Not handling NotFound

When a resource is deleted, your reconciler runs one more time. The Get call returns NotFound. If you don’t handle it, you log an error on every delete:

// Always handle NotFound
if err := r.Get(ctx, req.NamespacedName, &backup); err != nil {
    return ctrl.Result{}, client.IgnoreNotFound(err)
}

Assuming create vs update

Don’t branch on “is this a create or an update?” The reconciler doesn’t receive event types. Instead, check the state:

// BAD: trying to determine event type
// (you can't — the reconciler doesn't know)

// GOOD: check the state and act accordingly
var deployment appsv1.Deployment
err := r.Get(ctx, deploymentKey, &deployment)
if errors.IsNotFound(err) {
    // Deployment doesn't exist — create it
    return r.createDeployment(ctx, &backup)
}
if err != nil {
    return ctrl.Result{}, err
}
// Deployment exists — update if needed
return r.updateDeployment(ctx, &backup, &deployment)

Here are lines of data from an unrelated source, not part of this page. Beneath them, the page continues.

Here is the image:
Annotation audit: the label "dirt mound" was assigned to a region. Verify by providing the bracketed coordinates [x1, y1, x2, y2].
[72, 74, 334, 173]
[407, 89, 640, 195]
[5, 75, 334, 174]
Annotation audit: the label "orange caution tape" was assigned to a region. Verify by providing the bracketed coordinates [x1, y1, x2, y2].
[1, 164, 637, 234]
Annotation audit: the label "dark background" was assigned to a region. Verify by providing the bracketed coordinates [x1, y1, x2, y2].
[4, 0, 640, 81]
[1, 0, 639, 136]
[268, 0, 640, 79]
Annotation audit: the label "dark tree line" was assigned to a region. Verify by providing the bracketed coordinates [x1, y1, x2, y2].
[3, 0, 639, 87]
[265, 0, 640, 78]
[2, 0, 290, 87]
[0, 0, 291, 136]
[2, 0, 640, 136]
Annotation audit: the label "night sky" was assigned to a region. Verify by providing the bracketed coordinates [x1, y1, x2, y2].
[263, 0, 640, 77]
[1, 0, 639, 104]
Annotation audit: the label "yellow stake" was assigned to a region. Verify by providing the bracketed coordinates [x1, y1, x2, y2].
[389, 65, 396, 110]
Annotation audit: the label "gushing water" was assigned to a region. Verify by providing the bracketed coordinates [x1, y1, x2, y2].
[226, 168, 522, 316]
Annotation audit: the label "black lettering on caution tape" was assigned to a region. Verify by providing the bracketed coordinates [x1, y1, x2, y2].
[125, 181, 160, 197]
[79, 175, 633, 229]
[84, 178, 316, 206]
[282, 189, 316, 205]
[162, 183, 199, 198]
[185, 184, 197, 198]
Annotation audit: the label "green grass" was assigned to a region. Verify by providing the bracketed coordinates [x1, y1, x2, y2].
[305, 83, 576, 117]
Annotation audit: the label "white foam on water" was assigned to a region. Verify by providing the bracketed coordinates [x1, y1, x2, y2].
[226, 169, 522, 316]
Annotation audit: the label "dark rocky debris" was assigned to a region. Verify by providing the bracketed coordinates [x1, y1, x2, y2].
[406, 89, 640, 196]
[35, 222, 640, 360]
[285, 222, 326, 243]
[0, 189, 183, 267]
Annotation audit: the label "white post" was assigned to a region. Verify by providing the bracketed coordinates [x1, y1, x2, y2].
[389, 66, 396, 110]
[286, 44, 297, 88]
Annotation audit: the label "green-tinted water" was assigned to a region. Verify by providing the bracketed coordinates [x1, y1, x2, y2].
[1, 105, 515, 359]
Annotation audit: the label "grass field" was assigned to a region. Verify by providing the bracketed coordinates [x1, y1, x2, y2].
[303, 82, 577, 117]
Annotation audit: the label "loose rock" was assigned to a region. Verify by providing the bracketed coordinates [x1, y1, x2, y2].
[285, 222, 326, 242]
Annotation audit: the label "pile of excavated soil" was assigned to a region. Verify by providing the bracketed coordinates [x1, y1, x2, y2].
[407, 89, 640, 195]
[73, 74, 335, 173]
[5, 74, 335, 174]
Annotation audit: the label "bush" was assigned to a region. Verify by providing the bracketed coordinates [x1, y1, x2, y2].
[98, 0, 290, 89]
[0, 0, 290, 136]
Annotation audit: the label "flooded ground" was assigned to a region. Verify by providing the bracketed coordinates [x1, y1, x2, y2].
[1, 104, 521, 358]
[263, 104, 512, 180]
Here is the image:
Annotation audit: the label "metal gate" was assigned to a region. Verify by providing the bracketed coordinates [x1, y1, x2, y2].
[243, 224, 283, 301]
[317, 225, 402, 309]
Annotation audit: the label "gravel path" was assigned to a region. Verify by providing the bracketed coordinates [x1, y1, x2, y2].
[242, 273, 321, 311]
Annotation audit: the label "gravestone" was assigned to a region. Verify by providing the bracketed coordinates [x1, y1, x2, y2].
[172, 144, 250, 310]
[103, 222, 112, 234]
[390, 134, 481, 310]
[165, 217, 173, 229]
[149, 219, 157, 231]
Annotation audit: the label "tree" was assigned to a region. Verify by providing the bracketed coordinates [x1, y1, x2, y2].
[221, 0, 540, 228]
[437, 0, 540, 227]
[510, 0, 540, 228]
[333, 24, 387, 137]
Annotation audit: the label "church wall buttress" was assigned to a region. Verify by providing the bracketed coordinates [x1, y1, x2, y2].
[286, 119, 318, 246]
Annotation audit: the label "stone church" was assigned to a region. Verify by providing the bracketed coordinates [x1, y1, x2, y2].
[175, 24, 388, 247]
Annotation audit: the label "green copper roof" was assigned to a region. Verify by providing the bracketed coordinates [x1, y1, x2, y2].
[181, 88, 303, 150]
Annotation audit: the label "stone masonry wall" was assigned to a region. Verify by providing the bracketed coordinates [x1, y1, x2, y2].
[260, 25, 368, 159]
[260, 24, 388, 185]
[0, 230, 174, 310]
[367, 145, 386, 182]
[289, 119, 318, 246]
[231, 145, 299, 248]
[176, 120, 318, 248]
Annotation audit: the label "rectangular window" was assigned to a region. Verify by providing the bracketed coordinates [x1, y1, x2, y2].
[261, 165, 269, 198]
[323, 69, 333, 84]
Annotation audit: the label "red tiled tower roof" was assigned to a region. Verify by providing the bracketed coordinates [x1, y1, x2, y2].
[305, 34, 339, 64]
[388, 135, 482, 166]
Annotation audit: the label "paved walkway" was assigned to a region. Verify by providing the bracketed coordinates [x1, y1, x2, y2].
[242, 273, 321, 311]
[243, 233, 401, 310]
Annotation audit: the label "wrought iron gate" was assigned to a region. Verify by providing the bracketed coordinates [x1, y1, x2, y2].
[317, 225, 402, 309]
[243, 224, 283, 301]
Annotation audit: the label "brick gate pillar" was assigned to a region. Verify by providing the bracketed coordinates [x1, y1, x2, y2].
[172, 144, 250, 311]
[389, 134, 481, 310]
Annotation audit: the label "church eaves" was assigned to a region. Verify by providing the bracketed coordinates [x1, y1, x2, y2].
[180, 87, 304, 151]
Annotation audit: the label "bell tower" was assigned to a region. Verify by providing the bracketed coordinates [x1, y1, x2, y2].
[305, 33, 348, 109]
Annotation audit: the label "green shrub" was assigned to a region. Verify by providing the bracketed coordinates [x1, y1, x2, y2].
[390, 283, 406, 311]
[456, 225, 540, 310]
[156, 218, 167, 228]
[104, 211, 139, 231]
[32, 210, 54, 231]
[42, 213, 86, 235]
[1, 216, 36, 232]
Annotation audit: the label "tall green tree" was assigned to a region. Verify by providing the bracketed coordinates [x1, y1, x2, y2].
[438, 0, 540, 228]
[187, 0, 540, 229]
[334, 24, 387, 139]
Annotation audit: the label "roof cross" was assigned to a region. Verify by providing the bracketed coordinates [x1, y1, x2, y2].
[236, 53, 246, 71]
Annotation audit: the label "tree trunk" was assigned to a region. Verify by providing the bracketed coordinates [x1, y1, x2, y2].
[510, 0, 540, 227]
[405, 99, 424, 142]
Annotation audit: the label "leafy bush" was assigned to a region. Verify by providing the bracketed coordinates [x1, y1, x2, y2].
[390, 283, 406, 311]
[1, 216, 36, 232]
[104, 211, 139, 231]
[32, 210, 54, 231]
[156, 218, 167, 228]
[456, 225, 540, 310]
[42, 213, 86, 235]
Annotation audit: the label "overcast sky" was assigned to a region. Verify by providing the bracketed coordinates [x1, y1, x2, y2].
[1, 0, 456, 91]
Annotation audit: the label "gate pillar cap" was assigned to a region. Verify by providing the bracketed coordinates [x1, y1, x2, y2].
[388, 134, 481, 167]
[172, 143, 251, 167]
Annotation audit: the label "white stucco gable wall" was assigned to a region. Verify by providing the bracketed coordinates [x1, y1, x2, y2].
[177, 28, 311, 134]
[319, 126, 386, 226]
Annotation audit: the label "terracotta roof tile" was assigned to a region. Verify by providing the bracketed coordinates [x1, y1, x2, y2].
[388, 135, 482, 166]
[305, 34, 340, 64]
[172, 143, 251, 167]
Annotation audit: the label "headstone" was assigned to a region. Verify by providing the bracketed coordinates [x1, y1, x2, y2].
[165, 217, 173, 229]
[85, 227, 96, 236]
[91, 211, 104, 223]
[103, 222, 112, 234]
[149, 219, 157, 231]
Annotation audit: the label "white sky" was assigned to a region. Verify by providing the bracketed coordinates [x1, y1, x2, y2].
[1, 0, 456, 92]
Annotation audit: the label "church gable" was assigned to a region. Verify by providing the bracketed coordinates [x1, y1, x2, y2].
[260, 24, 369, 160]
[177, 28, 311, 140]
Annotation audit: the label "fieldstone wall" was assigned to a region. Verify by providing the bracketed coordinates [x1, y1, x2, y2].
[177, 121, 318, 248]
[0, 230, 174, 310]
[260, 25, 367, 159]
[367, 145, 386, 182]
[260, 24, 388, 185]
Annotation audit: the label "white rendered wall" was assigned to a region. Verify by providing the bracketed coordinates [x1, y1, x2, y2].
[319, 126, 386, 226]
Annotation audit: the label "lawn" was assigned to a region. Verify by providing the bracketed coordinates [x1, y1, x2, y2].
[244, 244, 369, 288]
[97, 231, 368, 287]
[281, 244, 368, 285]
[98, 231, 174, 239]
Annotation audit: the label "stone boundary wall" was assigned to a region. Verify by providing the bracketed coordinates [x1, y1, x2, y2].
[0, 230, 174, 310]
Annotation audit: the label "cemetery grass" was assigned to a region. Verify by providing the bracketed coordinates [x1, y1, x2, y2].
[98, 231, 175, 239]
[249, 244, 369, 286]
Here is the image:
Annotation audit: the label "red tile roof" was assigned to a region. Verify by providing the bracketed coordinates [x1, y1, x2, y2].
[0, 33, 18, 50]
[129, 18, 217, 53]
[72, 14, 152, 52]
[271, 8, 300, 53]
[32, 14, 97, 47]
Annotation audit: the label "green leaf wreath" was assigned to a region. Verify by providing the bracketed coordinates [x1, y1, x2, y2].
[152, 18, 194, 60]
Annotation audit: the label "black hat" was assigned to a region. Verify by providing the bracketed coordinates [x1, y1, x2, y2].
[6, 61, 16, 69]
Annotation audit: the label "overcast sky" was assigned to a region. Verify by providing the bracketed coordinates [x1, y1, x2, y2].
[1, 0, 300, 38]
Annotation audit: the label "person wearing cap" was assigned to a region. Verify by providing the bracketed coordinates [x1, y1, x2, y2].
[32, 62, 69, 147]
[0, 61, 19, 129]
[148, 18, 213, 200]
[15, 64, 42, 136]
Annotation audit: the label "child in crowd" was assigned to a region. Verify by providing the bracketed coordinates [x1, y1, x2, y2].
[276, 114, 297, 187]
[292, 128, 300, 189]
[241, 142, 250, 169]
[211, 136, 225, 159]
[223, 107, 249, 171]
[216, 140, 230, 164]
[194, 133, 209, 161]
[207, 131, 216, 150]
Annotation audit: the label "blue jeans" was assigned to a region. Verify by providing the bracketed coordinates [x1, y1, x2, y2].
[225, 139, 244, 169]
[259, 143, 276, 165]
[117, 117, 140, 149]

Requeuing too aggressively

// BAD: always requeue
return ctrl.Result{RequeueAfter: 5 * time.Second}, nil

If your controller always requeues, it reconciles constantly even when nothing changes. Only requeue when you’re waiting for something:

// GOOD: requeue only when work is pending
if backup.Status.Phase == "Running" {
    return ctrl.Result{RequeueAfter: 30 * time.Second}, nil
}
return ctrl.Result{}, nil

The mindset

Conflicts, cache staleness, and requeues are normal. A well-written controller handles them gracefully. The reconciler is always catching up to reality — it doesn’t need to be right on the first try, it just needs to converge.